Abstract: In recent years, diffusion models have dominated the field of image generation with their outstanding generation quality. However, pre-trained large-scale diffusion models are generally trained using fixed-size images, and fail to maintain their performance at different aspect ratios. Existing methods for generating arbitrary-size images based on diffusion models face several issues, including the requirement for extensive finetuning or training, sluggish sampling speed, and noticeable edge artifacts. This paper presents the InstantAS method for arbitrary-size image generation. This method performs non-overlapping minimum coverage segmentation on the target image, minimizing the generation of redundant information and significantly improving sampling speed. To maintain the consistency of the generated image, we also proposed the Inter-Domain Distribution Bridging method to integrate the distribution of the entire image and suppress the separation of diffusion paths in different regions of the image. Furthermore, we propose the dynamic semantic guided cross-attention method, allowing for the control of different regions using different semantics. InstantAS can be applied to nearly any existing pre-trained Text-to-Image diffusion model. Experimental results show that InstantAS has better fusion capabilities compared to previous arbitrary-size image generation methods and is far ahead in sampling speed compared to them.

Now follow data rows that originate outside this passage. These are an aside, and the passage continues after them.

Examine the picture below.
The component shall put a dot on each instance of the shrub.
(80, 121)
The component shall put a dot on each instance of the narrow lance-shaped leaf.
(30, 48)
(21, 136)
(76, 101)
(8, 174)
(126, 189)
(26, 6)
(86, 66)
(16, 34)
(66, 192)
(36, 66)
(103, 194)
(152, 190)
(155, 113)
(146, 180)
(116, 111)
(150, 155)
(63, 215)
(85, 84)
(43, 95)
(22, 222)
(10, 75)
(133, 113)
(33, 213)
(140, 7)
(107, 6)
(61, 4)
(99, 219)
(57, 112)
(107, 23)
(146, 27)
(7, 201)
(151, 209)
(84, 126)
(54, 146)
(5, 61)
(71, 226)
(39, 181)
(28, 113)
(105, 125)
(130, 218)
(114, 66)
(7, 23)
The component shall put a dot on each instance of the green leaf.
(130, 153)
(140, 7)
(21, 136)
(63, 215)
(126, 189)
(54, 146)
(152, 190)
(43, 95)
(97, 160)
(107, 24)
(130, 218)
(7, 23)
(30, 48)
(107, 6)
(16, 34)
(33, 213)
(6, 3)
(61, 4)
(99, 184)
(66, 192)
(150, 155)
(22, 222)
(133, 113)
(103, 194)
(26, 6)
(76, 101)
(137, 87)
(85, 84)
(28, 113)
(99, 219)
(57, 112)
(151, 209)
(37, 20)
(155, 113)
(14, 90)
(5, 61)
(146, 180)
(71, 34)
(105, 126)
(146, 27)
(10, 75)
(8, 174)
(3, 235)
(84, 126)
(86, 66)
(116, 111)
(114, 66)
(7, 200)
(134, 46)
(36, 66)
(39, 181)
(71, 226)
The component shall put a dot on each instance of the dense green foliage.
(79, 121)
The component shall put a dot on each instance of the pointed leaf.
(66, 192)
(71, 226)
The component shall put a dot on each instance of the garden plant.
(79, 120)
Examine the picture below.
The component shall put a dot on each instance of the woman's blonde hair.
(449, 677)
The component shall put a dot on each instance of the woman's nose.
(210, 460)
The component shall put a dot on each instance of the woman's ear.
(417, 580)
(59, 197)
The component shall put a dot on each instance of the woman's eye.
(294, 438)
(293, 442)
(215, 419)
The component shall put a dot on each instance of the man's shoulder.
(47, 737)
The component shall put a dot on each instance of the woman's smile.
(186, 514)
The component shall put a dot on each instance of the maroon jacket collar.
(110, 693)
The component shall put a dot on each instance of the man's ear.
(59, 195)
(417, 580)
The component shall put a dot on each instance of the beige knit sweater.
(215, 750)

Primary Subject Area: [Generation] Generative Multimedia
Secondary Subject Area: [Content] Vision and Language, [Content] Multimodal Fusion
Relevance To Conference: This paper proposes a novel acceleration sampling technique for arbitrary-size image generation with diffusion models. Specifically, this paper proposes a non-overlapping minimum coverage sampling method to reduce redundant information and an inter-domain distribution bridging method to ensure global consistency, which can effectively improve the sampling efficiency of diffusion models and generate high-quality images. Additionally, this paper also proposes a regional information control method, which can integrate textual information and mask information of the control region to achieve controlled generation using different information for different regions in the image.
The findings of this paper are relevant to the following topics of ACM MM 2024:
Generative Multimedia: This paper proposes a novel acceleration sampling technique for arbitrary-size image generation with diffusion models, which can effectively improve the sampling efficiency of diffusion models and generate high-quality images. In addition, this method can be used on any pre-trained diffusion model, helping to expand the functionality of generative multimedia models.
Vision and Language: This paper proposes a regional information control method that can better control the information distribution during the image generation process.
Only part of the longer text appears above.